El libro, editado por el Micromuseo de Diosas y Ninfas dentro de la colección ‘Gatos en flor’, combina texto y fotografía para construir una historia sobre el vínculo entre humanos y animales, la naturaleza como refugio y la memoria afectiva.
La obra se presenta como un “cuento alegórico” protagonizado por Agnetha-Julieta, una gata que describe su entorno doméstico y emocional desde una mirada simbólica y poética, dentro de una tradición de relatos que adoptan la voz animal para explorar la experiencia humana.
El volumen, que incluye imágenes del animal, se abre con una declaración que define su tono y estructura narrativa: “Este cuento alegórico sobre mi amada gata narra una parte de sus vivencias y de sus emociones; al tener alma, el amor marca sus sentimientos, riega cada paisaje con lealtad tierna. Agnetha sueña con ser una flor”.

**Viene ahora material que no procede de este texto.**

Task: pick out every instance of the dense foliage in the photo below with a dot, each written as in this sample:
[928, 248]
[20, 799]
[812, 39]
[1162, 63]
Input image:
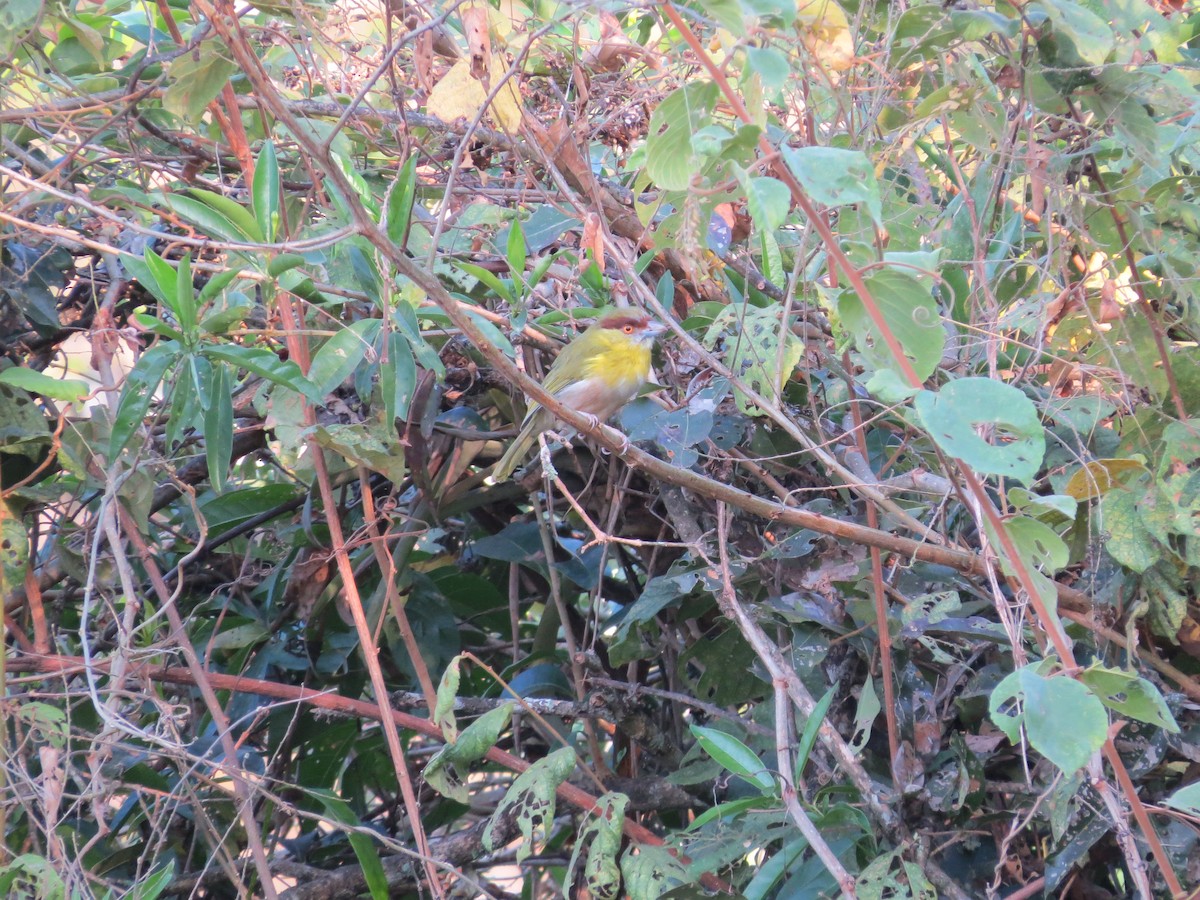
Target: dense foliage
[886, 587]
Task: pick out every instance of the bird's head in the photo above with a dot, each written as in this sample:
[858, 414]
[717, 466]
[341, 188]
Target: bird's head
[635, 327]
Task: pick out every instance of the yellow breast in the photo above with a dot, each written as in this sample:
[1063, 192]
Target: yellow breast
[619, 363]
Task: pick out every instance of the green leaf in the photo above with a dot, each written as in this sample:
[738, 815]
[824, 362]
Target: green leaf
[162, 281]
[185, 298]
[1186, 799]
[865, 714]
[367, 444]
[448, 693]
[732, 809]
[1061, 718]
[35, 382]
[1091, 35]
[489, 279]
[364, 847]
[735, 756]
[910, 315]
[213, 222]
[400, 203]
[754, 335]
[767, 199]
[137, 393]
[265, 192]
[532, 799]
[1129, 543]
[13, 550]
[397, 377]
[517, 251]
[285, 263]
[1018, 439]
[1129, 695]
[150, 887]
[214, 286]
[265, 364]
[672, 157]
[342, 354]
[837, 178]
[445, 771]
[809, 736]
[219, 426]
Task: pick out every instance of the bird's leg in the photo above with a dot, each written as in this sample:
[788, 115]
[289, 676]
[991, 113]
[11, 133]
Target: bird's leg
[547, 467]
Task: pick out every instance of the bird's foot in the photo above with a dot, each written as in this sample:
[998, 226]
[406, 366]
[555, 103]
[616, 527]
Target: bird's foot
[545, 454]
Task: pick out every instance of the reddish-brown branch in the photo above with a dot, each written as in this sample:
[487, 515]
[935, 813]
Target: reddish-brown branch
[69, 666]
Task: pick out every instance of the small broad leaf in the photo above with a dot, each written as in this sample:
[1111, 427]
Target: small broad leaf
[735, 756]
[672, 157]
[532, 801]
[909, 313]
[1062, 719]
[196, 81]
[447, 769]
[1129, 695]
[837, 178]
[1018, 439]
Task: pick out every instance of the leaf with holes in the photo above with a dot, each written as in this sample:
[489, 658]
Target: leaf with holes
[599, 840]
[1015, 443]
[532, 801]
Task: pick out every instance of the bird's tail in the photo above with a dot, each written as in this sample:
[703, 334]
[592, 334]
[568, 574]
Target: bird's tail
[534, 424]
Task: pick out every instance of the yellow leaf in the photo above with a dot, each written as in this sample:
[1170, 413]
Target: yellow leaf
[460, 96]
[1099, 477]
[825, 31]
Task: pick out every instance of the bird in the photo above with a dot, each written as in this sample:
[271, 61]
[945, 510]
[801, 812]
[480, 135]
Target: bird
[597, 373]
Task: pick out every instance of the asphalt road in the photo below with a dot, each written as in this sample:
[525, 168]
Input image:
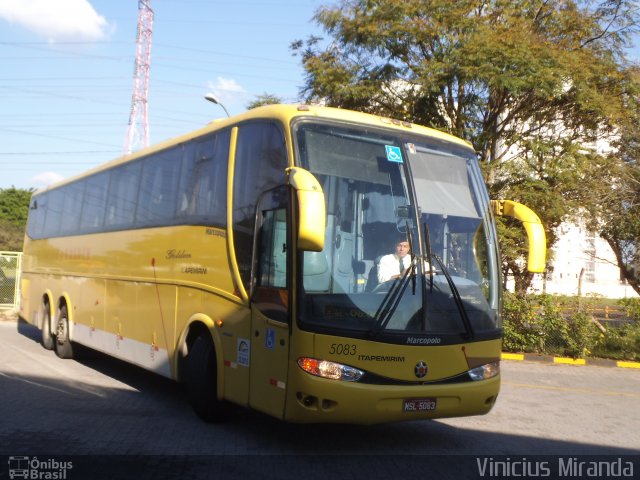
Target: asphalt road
[115, 420]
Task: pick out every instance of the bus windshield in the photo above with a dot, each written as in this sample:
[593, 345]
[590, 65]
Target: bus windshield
[410, 247]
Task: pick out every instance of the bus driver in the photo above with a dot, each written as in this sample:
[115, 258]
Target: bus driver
[393, 265]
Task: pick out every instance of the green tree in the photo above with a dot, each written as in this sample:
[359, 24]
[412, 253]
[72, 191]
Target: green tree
[14, 209]
[264, 99]
[533, 82]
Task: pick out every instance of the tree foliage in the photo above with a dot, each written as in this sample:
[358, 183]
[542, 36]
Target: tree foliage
[264, 99]
[14, 209]
[532, 84]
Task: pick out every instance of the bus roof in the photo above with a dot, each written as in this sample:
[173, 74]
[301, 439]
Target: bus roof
[282, 112]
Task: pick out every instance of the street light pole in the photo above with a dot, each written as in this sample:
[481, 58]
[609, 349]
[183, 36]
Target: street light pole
[213, 99]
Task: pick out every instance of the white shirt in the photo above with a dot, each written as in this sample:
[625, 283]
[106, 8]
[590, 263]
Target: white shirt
[389, 265]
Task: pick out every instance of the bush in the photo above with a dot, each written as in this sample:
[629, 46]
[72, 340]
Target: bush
[547, 330]
[520, 334]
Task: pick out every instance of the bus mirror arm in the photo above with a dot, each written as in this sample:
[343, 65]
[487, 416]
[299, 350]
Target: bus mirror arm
[533, 227]
[311, 209]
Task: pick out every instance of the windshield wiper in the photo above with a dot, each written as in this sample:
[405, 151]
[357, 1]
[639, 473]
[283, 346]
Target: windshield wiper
[456, 296]
[391, 301]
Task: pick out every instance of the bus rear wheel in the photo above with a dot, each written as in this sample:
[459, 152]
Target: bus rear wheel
[202, 380]
[47, 337]
[64, 348]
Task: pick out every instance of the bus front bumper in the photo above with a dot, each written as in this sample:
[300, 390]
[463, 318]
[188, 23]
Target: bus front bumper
[312, 399]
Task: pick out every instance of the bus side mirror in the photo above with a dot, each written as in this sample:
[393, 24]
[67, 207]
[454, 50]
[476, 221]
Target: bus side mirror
[533, 227]
[311, 209]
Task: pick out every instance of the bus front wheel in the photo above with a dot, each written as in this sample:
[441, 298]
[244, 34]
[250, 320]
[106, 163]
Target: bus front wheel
[202, 379]
[64, 348]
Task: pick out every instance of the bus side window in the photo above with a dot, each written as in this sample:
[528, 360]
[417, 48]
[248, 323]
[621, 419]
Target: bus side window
[270, 271]
[261, 160]
[202, 194]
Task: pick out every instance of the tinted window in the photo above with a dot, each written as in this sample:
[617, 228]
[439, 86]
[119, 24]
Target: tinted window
[55, 202]
[72, 206]
[37, 216]
[202, 196]
[123, 193]
[95, 199]
[261, 161]
[159, 188]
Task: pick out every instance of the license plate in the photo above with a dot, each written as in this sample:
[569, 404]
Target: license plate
[419, 405]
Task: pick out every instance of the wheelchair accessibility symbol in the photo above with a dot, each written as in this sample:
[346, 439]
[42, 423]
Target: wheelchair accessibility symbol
[394, 154]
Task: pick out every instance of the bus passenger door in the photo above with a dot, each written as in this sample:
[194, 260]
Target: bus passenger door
[270, 304]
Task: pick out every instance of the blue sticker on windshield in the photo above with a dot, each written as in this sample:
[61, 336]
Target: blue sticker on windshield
[394, 154]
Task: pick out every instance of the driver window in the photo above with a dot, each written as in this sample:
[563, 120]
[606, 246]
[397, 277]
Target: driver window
[270, 274]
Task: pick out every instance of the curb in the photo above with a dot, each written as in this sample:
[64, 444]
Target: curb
[600, 362]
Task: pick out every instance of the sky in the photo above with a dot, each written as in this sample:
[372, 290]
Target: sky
[67, 72]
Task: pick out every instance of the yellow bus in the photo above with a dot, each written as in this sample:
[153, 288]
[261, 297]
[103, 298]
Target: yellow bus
[242, 258]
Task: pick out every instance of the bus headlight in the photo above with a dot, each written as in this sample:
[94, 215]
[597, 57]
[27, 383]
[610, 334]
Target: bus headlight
[485, 372]
[327, 369]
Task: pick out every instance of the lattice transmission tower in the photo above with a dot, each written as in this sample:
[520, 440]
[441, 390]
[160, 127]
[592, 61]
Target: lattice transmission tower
[138, 131]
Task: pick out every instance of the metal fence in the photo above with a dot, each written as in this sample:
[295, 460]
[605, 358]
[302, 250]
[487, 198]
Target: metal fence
[10, 263]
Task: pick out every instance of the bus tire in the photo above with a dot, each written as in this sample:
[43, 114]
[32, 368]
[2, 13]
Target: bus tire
[64, 348]
[47, 337]
[202, 380]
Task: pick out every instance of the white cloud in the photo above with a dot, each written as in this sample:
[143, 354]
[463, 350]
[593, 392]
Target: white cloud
[227, 90]
[59, 20]
[46, 178]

Desde esa premisa, la protagonista relata su nacimiento y el primer encuentro con su dueño: “Soy una gata y me llamo Agnetha-Julieta, nací el 20 de enero protegida por san Sebastián”. La narración sitúa ese momento fundacional en marzo de 2018, cuando “nos cruzamos las miradas en el vergel de los árboles del amor”.
Escenarios
El texto recorre distintos espacios de la vivienda y su entorno como escenarios simbólicos donde se entrelazan naturaleza, arte y afecto. El paisaje de Guisando y la sierra de Gredos actúan como marco de la narración. La protagonista describe el dominio del azul en escaleras y pérgolas, la presencia de camelias, glicinias, jazmines y anémonas, y la transformación estacional del jardín.
La terraza de la balaustrada se presenta como un lugar de contemplación desde el que disfruta del paisaje de la sierra, donde “el Tiétar y Gredos elevan los espíritus”. En ese espacio también se desarrolla la relación con Andrea, otra gata del entorno.

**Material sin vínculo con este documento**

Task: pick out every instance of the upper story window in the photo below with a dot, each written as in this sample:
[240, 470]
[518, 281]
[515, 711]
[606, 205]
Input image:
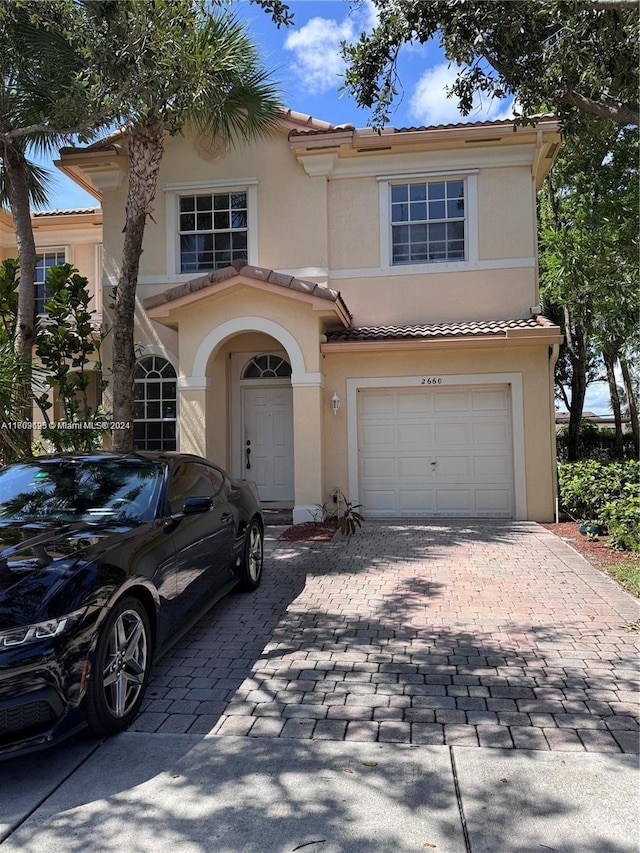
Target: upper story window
[155, 403]
[213, 230]
[44, 260]
[428, 222]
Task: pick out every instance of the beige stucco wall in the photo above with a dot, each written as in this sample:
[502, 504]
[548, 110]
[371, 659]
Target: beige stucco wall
[506, 213]
[531, 362]
[200, 318]
[292, 207]
[354, 224]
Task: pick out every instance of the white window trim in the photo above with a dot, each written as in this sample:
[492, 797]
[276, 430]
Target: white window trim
[385, 182]
[43, 250]
[513, 380]
[162, 352]
[172, 195]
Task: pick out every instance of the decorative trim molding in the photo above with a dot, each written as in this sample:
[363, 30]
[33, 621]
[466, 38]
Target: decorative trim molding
[433, 268]
[249, 324]
[163, 352]
[194, 383]
[307, 380]
[210, 184]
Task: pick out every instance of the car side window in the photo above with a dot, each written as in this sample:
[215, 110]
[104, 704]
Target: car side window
[189, 479]
[217, 479]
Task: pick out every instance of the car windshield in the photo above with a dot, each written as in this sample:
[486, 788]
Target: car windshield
[122, 491]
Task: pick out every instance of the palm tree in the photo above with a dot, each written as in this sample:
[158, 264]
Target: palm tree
[40, 92]
[173, 66]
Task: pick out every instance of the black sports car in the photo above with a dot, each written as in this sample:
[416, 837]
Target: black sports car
[105, 560]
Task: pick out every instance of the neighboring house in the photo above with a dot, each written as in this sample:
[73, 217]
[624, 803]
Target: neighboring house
[63, 236]
[335, 308]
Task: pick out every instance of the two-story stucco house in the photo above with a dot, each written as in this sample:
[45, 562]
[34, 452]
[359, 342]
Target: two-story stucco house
[334, 308]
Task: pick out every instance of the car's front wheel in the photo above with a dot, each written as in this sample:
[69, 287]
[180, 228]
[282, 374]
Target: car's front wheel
[120, 669]
[251, 573]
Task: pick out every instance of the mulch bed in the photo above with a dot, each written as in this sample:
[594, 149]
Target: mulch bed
[596, 551]
[310, 531]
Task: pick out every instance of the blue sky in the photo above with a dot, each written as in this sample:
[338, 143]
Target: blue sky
[306, 62]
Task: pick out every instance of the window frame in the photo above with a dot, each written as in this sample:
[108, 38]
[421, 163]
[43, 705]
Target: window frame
[386, 182]
[42, 251]
[174, 192]
[161, 399]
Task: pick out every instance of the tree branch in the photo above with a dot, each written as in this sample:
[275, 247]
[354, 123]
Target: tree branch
[621, 113]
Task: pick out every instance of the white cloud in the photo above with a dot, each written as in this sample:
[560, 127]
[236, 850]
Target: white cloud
[316, 47]
[430, 105]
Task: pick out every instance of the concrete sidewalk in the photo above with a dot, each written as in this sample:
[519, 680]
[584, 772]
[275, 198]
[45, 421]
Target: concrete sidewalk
[186, 794]
[465, 687]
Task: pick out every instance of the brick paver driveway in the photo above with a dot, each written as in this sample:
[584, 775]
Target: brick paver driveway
[478, 633]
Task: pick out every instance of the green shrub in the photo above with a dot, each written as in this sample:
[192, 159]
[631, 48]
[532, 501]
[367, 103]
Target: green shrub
[607, 495]
[622, 518]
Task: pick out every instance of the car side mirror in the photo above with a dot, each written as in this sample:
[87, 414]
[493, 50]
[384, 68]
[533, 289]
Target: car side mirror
[196, 504]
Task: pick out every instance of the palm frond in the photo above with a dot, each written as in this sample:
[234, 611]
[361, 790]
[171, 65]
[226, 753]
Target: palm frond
[39, 183]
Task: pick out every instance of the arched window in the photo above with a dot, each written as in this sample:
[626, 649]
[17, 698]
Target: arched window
[154, 407]
[266, 367]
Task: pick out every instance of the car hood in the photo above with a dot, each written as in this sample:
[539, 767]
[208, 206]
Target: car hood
[36, 560]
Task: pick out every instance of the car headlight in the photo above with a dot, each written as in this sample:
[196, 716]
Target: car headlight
[40, 630]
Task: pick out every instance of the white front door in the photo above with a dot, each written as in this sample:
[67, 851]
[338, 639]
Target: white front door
[445, 452]
[267, 451]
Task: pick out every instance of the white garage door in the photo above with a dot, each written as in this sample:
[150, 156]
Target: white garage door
[444, 452]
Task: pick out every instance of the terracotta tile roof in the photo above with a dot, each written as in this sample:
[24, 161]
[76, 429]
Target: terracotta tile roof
[314, 125]
[392, 130]
[310, 288]
[72, 211]
[492, 328]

El jardín no es únicamente un decorado natural, sino un espacio interiorizado: “¡Me siento muy bien cultivando mi jardín interior!”, señala la voz protagonista, que identifica la experiencia vital con ciclos de floración y memoria. “Estoy paseando por el museo de diosas y de ninfas, las obras de arte me gustan, me llenan de ideas, soy una gata con criterio”, dice el animal. En varios fragmentos se alude a agresiones contra gatos de colonia: “Se trata de espacios de libertad, un refugio necesario para recuperarme de los contratiempos de los hombres malvados que, como sombras acechantes, maltratan a los gatos de la colonia”. La narración menciona la desaparición de algunos animales -“han caído Cassandra, Flora y Céfiro”- y expresa temor ante “sus destrozos” que “suenan en mis oídos como cristales rotos”.

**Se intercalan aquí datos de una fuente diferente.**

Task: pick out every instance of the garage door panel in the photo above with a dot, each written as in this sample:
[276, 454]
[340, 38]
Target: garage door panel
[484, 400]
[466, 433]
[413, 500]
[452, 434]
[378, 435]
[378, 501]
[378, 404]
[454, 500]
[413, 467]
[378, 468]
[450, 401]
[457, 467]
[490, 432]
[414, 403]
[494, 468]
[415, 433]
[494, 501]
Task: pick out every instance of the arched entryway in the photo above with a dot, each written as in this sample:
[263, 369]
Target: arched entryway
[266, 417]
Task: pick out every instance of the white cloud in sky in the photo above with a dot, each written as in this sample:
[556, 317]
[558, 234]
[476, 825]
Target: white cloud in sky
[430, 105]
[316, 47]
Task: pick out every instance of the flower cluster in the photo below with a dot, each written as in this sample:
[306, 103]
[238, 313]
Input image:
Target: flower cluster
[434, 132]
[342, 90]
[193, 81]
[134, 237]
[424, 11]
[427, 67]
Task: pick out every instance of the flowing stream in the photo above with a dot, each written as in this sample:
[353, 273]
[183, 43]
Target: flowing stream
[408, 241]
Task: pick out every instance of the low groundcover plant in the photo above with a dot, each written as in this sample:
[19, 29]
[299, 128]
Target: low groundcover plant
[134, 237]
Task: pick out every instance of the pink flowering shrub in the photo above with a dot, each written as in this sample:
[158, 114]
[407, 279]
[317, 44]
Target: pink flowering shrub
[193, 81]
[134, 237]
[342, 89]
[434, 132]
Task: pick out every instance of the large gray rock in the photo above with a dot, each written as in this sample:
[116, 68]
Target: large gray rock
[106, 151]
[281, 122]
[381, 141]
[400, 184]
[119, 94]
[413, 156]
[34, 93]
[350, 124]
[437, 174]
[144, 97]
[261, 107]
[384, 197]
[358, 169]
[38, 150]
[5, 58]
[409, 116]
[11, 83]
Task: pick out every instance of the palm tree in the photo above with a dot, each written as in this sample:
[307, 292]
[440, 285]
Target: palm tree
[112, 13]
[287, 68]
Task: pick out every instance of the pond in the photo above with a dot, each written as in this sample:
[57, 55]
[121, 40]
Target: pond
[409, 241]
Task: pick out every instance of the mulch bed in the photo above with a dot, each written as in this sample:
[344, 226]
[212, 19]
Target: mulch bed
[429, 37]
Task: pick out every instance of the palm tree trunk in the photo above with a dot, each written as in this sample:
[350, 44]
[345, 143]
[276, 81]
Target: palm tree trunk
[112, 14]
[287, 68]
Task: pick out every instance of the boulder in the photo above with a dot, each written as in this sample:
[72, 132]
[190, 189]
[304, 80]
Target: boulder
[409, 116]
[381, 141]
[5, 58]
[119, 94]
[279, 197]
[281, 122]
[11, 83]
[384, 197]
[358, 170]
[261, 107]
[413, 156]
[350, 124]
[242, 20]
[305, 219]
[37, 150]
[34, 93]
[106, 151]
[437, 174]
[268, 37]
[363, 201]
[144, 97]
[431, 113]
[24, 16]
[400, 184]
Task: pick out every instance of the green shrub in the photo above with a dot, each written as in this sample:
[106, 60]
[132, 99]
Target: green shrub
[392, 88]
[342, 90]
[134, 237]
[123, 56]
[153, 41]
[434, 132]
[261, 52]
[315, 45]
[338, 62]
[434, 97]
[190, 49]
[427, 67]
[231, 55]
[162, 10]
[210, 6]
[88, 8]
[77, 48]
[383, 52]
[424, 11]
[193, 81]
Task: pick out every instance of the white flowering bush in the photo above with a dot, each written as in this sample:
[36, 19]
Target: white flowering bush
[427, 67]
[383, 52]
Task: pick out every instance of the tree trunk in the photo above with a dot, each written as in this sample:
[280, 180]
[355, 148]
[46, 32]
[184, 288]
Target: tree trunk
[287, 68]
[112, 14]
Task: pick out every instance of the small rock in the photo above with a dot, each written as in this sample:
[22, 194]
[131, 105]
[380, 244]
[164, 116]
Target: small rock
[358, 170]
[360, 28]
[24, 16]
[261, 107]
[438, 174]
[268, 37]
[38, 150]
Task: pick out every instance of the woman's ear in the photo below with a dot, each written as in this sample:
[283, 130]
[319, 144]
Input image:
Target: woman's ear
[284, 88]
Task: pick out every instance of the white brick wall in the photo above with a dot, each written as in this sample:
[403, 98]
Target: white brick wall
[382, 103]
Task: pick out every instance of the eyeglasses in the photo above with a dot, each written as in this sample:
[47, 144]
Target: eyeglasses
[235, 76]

El libro incorpora también referencias al duelo y la pérdida. En un pasaje, la protagonista describe una escena de llanto: “Eduardo camina abatido a la habitación de su madre, mira la fotografía del tocador, llora sin consuelo, de inmediato, me acomodo en su vientre, luego, le abrazo sobre la cama”. La dedicatoria inicial explicita esa dimensión personal: “A mi gata Agnetha-Julieta, por salvarme la vida”. El texto sugiere así que el relato literario funciona como homenaje y testimonio de un vínculo transformador.
En el cierre, la narradora plantea una pregunta que condensa el núcleo afectivo de la obra: “¿Cómo mirar a Eduardo? Veo en sus ojos mis ventanas azules”.